Политическое учение Грозного целиком было заимствовано теоретиками нашей абсолютной монархии вплоть до нашего времени. Л. А. Тихомиров прямо переложил его учение своими словами и объявил политическую концепцию Ивана Грозного «идеалом, вытекающим из чисто православного понимания жизни[120]. С полным сознанием указывает он на языческие и восточные корни своей теории, хотя и стремится отметить ее специфические «православные» черты. По его мнению, римский цезаризм правильно чувствовал существо монархической власти, когда «старался приписывать императорам личную божественность[121]. Можно признать за факт, отмечал он, что на монархическом Востоке «народы не имеют того несколько тупого состояния, которое столь часто на западе и благодаря которому человек считает за высшую силу самого себя». Однако, по мнению Тихомирова, языческая монархия грешила тем, что слишком предавалась культу голой силы. «Восток покорялся силе, потому что она сила, не понимая ее, не уважая ее, не любя ее, но только покоряясь. Таким характером одевалась и государственная власть. Избранника высших сил для народов указывал успех, то есть простое проявление силы[122]. «Типичным атрибутом верховной власти здесь считается то, что она представляет таинственную сверхчеловеческую силу, без достаточного сознания нашей обязанности подчиниться только Богу, а не каким-либо другим силам сверхчеловеческого мира. Таким образом, элемент нравственный не входит ясно в число обязательных атрибутов власти в полную противоположность с самодержавием». «Истинный монархизм — самодержавная идея нашла себе место в Византии и в России, причем элементами ее извращения в Византии было влияние восточной идеи, а у нас — западной»[123].

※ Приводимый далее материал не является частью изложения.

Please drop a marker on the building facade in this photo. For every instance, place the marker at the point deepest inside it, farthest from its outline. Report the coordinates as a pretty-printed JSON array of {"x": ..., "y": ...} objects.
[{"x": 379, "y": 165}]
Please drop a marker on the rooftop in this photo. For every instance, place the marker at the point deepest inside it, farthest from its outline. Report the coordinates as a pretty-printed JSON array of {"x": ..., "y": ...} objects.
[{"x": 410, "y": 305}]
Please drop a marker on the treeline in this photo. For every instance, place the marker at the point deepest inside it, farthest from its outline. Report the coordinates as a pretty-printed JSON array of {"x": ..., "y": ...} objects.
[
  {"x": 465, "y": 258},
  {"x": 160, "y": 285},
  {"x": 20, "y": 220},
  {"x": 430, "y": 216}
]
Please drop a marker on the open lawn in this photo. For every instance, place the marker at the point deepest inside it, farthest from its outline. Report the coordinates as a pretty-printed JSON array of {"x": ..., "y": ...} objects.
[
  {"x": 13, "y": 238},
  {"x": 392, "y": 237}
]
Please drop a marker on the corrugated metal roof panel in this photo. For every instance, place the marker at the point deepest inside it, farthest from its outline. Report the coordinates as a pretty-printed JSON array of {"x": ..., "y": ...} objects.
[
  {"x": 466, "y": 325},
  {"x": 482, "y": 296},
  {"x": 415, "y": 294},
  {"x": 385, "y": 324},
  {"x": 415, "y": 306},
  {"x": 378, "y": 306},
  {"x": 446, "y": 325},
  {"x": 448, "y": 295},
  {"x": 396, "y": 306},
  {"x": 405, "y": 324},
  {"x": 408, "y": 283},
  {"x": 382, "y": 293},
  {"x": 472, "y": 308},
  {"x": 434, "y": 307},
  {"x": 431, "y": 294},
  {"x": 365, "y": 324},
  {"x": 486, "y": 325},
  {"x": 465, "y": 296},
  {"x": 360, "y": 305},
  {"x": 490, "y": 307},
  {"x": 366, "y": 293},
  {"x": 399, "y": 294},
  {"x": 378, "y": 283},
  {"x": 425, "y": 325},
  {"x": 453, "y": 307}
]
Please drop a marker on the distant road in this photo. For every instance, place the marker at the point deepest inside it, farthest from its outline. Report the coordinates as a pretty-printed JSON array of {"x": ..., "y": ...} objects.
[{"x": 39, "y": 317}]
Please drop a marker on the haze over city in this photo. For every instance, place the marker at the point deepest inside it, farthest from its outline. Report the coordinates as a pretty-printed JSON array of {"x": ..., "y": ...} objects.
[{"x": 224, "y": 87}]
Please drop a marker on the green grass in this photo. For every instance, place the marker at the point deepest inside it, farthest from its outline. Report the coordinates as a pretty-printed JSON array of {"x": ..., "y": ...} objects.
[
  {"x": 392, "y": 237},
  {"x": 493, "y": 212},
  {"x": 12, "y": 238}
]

Мнения эти обнаруживают поверхностное понимание восточной монархической идеи, в которой нравственный элемент, как мы видим, играл не менее существенную роль, чем у нас в России. Нельзя серьезно защищать взгляд, что монархия фараонов, небесная Китайская империя или ассиро-вавилонское царство покоилось только на бездушной, грубой, голой силе. А если стирается и это отличие, то сходство языческой монархии с православной в стиле Ивана Грозного получается весьма значительным. Нельзя не признать, что православный монархизм является несколько смягченным христианскими влияниями переводом древнеязыческой идеи на русский лад. По существу дела ничего специфически христианского в нем нет, но слагает его ряд свойственных всей древности настроений, которые в душе русского народа сохранились тогда, когда они уже исчезли из души народов западных.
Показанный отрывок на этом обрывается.